Savage Tongues
- Author: Azareen Van der Vliet Oloomi
- Publisher: Mariner Books
- Publication date: August 3, 2021
- ISBN: 9780358315063

= Savage Tongues =

2021 novel by Azareen Van der Vliet Oloomi

Savage Tongues is a 2021 novel by Azareen Van der Vliet Oloomi.

== Reception ==
Savage Tongues received mixed reviews from critics.

Positive reviews came from Asian Review of Books, The Washington Post, the Los Angeles Review of Books, and Mountain Times.

Writing for The Asian Review of Books, Jane Wallace called Savage Tongues "brilliant, erotic and piercing," highlighting how "Van der Vliet Oloomi shines new light into how historical oppression, both at a personal and societal level, continues to dominate our present-day thinking."

The Washington Post's Ellen Akins said Savage Tongues is "a novel of ideas if ever there was one". Anita Gill, writing for the Los Angeles Review of Books, highlighted this notion: "Arezu’s narration captures the complexity of how a mind learns to cope. Fragmented memories surface in each chapter, receding and returning numerous times, coming into sharper focus with each pass. This attention to narrative, executed so diligently, allows the reader to witness a mind carefully excavating buried violence [...] Oloomi’s novel examines trauma in a multifaceted way, her characters displaying a layered complexity and their social relationships revealing rich dimensions".

Also highlighting how Van der Vliet Oloomi addresses trauma in the novel, Tom Mayer, writing for Mountain Times, wrote, "Those who have lived through abuse will find either solace or torment in the pages of this revealing novel. Others will find understanding—a beginning comprehension of the attempt to voice the excavation of profound pain".

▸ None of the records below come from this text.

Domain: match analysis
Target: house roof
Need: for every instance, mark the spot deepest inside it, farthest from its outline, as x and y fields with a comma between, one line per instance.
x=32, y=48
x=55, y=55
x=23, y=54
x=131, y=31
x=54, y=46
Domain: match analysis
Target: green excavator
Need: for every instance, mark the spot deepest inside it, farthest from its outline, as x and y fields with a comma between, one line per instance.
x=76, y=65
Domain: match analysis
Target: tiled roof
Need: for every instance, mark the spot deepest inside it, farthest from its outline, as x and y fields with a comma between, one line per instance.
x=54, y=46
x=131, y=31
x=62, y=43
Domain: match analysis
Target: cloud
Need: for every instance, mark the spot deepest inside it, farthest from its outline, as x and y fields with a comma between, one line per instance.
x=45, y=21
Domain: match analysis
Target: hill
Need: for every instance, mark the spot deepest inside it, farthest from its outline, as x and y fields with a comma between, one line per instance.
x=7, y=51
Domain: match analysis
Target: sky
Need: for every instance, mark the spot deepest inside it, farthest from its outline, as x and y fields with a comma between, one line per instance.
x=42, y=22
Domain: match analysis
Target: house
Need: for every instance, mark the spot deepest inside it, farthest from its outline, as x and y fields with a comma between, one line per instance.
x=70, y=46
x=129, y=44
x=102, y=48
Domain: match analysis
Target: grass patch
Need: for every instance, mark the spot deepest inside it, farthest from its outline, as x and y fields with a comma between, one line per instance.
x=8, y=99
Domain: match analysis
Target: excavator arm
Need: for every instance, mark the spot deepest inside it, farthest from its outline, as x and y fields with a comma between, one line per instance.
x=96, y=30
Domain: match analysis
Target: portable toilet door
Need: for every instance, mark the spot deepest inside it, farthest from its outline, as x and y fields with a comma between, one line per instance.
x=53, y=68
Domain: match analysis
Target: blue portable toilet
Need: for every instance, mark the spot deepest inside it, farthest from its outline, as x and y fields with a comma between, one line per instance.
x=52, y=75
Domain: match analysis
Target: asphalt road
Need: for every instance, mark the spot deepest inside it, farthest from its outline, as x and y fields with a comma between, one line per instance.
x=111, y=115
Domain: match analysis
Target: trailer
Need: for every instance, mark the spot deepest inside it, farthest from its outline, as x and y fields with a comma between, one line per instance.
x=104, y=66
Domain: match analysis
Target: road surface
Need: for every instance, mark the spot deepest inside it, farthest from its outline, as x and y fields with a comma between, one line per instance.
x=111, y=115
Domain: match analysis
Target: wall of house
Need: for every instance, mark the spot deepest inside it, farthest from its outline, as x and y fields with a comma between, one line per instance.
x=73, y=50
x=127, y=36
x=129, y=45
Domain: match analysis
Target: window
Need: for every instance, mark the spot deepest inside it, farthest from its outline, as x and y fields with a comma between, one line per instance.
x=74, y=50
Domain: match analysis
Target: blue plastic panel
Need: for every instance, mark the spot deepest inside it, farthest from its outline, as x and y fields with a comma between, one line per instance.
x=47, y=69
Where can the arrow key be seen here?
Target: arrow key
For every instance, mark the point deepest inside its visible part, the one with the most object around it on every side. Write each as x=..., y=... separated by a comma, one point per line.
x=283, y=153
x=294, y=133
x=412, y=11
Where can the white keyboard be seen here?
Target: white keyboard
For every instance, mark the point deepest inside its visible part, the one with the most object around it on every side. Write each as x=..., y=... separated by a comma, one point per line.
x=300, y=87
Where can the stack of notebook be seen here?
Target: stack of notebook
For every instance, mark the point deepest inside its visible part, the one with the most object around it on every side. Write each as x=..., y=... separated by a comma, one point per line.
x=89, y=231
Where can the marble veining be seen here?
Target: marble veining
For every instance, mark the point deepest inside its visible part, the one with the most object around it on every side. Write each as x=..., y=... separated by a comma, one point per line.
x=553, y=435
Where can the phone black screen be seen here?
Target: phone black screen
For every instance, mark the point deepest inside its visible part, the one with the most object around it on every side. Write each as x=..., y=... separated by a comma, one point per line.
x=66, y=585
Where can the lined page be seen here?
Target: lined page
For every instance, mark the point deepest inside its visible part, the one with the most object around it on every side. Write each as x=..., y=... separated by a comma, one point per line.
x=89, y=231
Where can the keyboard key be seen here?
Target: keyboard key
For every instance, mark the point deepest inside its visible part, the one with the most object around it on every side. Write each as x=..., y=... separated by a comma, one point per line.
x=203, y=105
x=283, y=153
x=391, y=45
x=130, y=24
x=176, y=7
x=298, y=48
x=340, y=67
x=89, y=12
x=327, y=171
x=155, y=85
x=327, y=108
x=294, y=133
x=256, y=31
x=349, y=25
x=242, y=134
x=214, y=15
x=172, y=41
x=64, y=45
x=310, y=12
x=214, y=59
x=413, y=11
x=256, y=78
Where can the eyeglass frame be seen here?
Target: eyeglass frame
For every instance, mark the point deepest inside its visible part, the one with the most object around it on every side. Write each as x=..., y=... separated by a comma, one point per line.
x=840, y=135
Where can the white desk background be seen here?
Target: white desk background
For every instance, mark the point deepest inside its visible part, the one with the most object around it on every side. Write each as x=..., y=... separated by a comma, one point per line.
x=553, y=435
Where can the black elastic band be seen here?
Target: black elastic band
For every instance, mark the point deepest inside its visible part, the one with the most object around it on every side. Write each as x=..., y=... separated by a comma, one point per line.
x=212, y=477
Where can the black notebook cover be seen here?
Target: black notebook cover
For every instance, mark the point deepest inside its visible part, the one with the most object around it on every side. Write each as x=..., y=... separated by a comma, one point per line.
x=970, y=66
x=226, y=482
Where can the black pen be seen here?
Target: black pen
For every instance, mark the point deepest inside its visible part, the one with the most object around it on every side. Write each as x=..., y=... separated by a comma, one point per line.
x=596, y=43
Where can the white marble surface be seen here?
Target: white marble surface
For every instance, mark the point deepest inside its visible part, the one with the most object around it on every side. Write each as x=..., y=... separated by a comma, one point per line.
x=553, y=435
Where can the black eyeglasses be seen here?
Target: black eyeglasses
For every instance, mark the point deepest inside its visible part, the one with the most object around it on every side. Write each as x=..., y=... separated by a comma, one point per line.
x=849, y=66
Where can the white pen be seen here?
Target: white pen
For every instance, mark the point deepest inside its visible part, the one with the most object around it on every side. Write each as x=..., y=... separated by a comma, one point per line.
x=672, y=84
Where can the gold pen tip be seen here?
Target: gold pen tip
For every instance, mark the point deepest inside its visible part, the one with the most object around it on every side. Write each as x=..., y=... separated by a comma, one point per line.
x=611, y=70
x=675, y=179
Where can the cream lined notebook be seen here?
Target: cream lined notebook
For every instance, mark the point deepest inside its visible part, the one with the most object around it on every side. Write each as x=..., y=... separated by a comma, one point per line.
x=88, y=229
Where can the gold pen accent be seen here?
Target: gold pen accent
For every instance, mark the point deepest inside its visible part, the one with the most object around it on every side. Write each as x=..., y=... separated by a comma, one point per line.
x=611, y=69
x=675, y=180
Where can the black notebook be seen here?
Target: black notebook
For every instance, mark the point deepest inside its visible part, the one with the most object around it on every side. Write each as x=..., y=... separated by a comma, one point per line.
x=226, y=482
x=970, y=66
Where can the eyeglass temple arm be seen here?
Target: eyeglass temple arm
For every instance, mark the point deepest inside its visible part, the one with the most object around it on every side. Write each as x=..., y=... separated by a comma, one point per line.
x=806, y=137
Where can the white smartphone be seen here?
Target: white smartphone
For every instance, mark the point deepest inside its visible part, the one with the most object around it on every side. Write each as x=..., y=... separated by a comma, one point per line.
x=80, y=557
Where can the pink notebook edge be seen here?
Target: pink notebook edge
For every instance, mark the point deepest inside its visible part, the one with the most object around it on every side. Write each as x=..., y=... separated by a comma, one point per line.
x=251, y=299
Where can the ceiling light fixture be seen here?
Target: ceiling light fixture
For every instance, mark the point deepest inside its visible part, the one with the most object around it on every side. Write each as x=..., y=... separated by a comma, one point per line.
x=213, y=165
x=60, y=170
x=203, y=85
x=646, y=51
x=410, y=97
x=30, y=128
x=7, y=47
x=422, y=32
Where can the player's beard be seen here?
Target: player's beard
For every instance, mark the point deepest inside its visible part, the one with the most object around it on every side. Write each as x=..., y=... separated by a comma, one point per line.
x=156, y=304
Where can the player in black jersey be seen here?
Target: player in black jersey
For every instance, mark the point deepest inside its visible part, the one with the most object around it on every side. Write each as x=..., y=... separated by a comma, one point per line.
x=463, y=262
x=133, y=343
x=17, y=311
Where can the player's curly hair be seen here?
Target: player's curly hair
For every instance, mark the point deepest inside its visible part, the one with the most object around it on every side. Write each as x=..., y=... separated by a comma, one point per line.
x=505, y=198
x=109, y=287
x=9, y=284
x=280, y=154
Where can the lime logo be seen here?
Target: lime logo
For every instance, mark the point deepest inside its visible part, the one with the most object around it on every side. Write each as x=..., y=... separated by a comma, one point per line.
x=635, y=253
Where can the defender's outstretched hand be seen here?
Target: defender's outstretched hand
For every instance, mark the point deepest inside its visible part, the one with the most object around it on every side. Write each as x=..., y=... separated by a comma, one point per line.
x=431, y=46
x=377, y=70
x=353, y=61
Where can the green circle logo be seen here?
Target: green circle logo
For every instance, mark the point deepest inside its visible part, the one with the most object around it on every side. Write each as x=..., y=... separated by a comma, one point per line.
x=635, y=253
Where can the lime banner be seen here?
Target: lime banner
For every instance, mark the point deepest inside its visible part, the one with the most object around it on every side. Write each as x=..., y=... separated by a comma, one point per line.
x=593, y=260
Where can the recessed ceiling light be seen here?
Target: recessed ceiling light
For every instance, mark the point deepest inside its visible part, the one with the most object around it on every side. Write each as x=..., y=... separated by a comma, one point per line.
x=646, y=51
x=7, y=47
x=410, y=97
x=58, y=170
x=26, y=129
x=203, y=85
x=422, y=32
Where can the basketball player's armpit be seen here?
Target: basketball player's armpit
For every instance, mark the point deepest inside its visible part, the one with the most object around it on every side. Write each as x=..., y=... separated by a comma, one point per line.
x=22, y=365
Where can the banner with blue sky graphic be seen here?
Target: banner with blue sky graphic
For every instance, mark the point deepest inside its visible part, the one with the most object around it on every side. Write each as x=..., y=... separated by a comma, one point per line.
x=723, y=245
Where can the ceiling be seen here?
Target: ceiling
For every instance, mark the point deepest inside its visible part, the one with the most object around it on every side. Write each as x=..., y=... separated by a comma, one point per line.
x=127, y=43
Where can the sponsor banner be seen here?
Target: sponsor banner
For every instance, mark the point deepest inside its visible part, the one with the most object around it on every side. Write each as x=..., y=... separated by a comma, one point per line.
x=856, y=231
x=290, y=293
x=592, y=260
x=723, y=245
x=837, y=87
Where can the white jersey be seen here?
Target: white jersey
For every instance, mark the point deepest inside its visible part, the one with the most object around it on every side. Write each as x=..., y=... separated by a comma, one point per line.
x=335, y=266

NPR's Kamil Ahsan provided a mixed review, noting that Savage Tongues "can be moving [...] but it suffers from a sense of repetition and a lack of intrigue. [...] Oloomi's premise itself is fascinating, and her task certainly made difficult by dint of the novel broadly outlining itself so early on. And every so often [...] the book makes a lot out of a little. But mostly it makes a little out of a lot. Such that whenever the rare polemic arrives, one wishes it would stay."

More negative reviews came from Kirkus Reviews and Publishers Weekly, both of whom provided Van der Vliet Oloomi's Call Me Zebra starred reviews. Kirkus Reviews called Savage Tongues "an intense but ultimately claustrophobic book in which a woman can’t get outside her own mind". Publishers Weekly said the "musings on Middle Eastern politics [...] add insight, but in the end, the weighty themes are sunk by portentous delivery."